How Much to Water Your Houseplants
We receive this question a lot, and our answer is simple: get to know your plant, and it will tell you the answer you’re looking for. Generally, indoor plants fall into one of five categories:
- Grows in standing water: Umbrella Plant
- Likes evenly moist soil: Prayer Plant
- Likes the top inch of soil to dry out between waterings. Also, it needs to be watered well: Dumb Cane and Pothos
- Likes the soil to dry out between waterings: Air Plant, Aloe Vera, Cacti & Succulents, and Jade Plant
- Likes to be watered into a rosette of leaves: Bromeliad
If your houseplant falls into one of these categories, then you already have an idea of how much water it needs. Additionally, the time of year can make a difference, too. Now that the fall season is here, the weather is starting to get cooler, so it’s best to water less because it will take some time for the soil to dry out.
Best Water for Houseplants
Another important factor that you need to learn on how to water houseplants is the best type of water for your houseplants. Most plant parents use tap water, but it depends on the type of plant you have because tap water contains salts that can build up in the soil over time. As a result, it can cause problems. Some use chlorinated water, and others collect rainwater for their houseplants.
If you want a safe option, fill up a container with water and leave it overnight, uncovered. The process will evaporate the harmful chemicals, making the water safe to use for your houseplants in the morning.
Tips on How to Water Houseplants Correctly
Tip #1: The Plant Pot Matters
To keep your houseplants healthy, make sure that they are in the correct planter or pot size because most plants you buy come in grower’s pots, which is not appropriate as your houseplant’s home in the long run.
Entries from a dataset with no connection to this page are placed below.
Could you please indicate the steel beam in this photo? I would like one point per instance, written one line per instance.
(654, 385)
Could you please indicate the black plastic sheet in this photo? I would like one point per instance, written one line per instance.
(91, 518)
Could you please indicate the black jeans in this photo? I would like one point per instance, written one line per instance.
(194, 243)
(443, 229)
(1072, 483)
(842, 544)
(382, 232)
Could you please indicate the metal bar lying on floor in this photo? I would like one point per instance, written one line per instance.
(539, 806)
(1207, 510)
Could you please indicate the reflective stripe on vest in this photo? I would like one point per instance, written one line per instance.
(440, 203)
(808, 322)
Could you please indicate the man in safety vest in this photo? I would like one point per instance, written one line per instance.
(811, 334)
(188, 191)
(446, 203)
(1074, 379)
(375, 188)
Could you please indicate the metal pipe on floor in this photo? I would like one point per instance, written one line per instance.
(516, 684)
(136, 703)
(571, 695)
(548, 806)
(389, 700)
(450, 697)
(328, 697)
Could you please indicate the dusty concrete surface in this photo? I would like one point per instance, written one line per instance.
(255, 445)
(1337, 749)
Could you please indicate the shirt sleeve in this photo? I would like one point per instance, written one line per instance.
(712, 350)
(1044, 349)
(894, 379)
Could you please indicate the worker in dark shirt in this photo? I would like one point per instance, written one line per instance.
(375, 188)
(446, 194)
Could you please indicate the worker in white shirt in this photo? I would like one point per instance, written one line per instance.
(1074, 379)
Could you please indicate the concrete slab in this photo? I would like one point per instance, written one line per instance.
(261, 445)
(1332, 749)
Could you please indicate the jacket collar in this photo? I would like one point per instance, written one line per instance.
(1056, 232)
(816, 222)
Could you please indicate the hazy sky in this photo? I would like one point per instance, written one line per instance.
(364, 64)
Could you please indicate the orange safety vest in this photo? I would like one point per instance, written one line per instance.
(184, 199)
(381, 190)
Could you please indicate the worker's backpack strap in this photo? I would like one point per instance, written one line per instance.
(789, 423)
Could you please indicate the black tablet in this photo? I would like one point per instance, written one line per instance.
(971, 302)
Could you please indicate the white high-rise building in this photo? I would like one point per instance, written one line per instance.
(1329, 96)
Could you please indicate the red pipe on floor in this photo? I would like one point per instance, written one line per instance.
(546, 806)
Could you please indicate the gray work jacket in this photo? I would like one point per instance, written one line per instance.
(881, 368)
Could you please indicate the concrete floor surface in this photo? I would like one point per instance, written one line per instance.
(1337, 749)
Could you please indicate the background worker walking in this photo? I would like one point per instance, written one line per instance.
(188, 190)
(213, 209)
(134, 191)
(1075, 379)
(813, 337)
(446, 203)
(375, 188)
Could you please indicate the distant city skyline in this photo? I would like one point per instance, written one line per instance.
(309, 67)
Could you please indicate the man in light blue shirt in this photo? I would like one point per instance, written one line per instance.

It will eventually inhibit their growth, make it difficult to water them properly, and houseplants become more susceptible to disease.
Another important factor you must check is the drainage holes since it will help the soil dry after watering. If your planter doesn’t have drainage holes, you can carefully drill one.
Tip #2: Water the Soil, Not the Leaves
If your houseplant is happy for its leaves to be soaked, then water from above, particularly if you have ferns and tropical plants. However, for most houseplants, it’s best to water the soil directly and to avoid splashing the leaves since watering the leaves can cause bacterial infections, insect infestations, and other health issues, especially if it doesn’t get dry.
Tip #3: Water Thoroughly and Evenly
To keep your houseplant full and lush, water thoroughly and evenly, which means you must water all the way around the planter until water drips out the bottom.
Tip #4: Dump Out Any Excess Water
Lastly, on how to water houseplants is discard any excess water to avoid soggy soil, which causes root rot. Keep in mind that houseplants don’t like their roots to be kept wet because it can attract diseases and pests. So have a little patience, wait a few minutes to allow the water to completely drain.
CREDIT: ALLISON MCADAMS / TREEHUGGER
Remember to Aerate Your Soil
Aeration means drilling the soil with small holes. This method allows allowing air, nutrients, and water to probe the plant’s roots. It also helps the roots grow deeply and produce a stronger plant. Since houseplants don’t have the benefit of worms to aerate the soil, you need to poke some holes in the soil to allow the water to get to where it needs to go.
Learning how to water houseplants correctly will not only bring you one step closer to being a great plant parent, but it can also help you avoid problems, such as root rot, which is the top problem of most beginners. It will require some time to master this skill, but the more you do it, the better you’ll get at being a plant parent.